WikiCite 2016 is an event focused on designing data models and technology to improve the coverage, quality, standards-compliance and machine-readability of citations and source metadata in Wikipedia, Wikidata and other Wikimedia projects. Our goal in particular is to define a technical roadmap for building a repository of Wikimedia references in Wikidata.
Building a central repository of citations in Wikidata
There is currently a lot of momentum around citations and bibliographic metadata at the Wikimedia Foundation, in the movement, and across a number of open science, library tech, and open access organizations. The idea of building a repository to store all citations and source metadata across Wikimedia projects has been proposed in different forms for the past 10 years. Wikipedia is currently one of the most popular entry points into the scientific literature and ranges among the top 5 referrers of scholarly citations. However, as of today, references and source metadata are still a second-class citizen in Wikimedia projects. References are the most fundamental building block of open knowledge, but:
- they are still served by fragile mechanisms such as citation templates;
- they are inconsistently represented across (and sometimes within) articles, languages and Wikimedia projects;
- the data they store is curated in multiple places and often ill-formed, incomplete and not machine-readable;
- references often fail to use identifiers such as DOIs or PubMed IDs, even when such identifiers are available for the cited source.
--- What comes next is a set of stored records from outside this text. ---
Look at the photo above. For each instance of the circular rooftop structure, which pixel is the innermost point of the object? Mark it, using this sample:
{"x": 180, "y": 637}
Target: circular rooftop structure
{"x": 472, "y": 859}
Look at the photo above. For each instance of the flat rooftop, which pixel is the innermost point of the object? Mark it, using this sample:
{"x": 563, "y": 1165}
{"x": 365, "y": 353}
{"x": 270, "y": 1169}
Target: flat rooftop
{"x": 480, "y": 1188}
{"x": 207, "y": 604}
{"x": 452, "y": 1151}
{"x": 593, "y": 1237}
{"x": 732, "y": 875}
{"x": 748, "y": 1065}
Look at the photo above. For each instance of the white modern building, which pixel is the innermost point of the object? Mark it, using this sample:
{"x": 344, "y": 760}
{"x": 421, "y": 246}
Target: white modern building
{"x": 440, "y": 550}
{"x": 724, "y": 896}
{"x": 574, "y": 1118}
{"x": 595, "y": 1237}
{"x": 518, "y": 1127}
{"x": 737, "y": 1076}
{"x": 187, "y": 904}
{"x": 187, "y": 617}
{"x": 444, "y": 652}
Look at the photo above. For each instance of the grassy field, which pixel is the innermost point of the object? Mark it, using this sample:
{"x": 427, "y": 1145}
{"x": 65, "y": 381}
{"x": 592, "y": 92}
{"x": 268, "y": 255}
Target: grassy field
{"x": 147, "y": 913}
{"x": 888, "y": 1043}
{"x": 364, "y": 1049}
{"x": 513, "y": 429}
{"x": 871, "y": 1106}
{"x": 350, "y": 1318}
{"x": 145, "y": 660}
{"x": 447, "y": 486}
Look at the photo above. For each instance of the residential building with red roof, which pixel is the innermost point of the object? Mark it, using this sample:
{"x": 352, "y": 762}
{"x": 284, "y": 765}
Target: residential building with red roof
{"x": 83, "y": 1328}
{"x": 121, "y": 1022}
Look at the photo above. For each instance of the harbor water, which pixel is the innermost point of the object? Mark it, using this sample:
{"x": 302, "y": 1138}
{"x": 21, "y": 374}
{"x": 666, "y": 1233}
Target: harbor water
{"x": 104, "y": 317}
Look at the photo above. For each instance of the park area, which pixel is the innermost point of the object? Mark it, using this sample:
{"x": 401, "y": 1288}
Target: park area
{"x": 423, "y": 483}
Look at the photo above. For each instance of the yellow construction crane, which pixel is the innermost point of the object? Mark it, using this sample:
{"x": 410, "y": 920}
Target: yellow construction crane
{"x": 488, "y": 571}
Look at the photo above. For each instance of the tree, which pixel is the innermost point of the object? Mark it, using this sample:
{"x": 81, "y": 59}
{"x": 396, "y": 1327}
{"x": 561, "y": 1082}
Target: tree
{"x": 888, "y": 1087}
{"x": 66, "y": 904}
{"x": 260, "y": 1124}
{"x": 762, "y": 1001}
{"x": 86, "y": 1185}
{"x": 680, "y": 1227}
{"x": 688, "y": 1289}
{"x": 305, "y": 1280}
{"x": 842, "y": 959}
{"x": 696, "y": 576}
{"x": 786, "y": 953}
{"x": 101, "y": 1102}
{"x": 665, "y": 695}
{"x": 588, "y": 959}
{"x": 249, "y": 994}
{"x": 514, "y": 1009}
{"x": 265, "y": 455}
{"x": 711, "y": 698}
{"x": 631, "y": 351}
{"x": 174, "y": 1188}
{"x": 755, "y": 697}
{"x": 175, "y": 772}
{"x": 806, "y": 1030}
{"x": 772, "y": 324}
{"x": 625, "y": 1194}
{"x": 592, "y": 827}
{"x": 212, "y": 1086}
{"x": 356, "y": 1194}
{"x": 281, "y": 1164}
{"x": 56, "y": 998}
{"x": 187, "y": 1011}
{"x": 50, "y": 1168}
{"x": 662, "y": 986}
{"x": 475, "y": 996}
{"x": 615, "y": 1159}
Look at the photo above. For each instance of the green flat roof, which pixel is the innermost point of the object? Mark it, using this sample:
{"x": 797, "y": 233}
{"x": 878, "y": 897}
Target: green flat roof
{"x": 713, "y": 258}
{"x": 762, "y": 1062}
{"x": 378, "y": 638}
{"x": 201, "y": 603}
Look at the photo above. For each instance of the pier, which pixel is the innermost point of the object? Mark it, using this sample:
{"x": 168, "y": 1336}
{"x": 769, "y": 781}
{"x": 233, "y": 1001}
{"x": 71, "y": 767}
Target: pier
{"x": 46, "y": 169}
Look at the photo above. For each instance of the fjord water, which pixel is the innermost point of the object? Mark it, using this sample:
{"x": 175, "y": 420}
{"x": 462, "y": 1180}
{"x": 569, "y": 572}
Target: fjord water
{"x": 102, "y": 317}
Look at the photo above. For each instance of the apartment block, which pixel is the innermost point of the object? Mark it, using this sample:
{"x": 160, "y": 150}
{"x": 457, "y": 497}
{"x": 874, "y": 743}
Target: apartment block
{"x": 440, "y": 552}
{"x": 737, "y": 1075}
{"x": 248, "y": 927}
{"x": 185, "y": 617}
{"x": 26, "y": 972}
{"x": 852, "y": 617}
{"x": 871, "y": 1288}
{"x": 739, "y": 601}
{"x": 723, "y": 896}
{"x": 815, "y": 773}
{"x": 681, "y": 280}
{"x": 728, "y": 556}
Reusing sources across articles, languages or projects is still a complex task, and conducting research on the use of references and citations in Wikimedia projects requires sophisticated information extraction skills. In addition to that, an overwhelming number of statements in Wikidata are currently not sourced at all or generically sourced to a Wikimedia site rather than specific references.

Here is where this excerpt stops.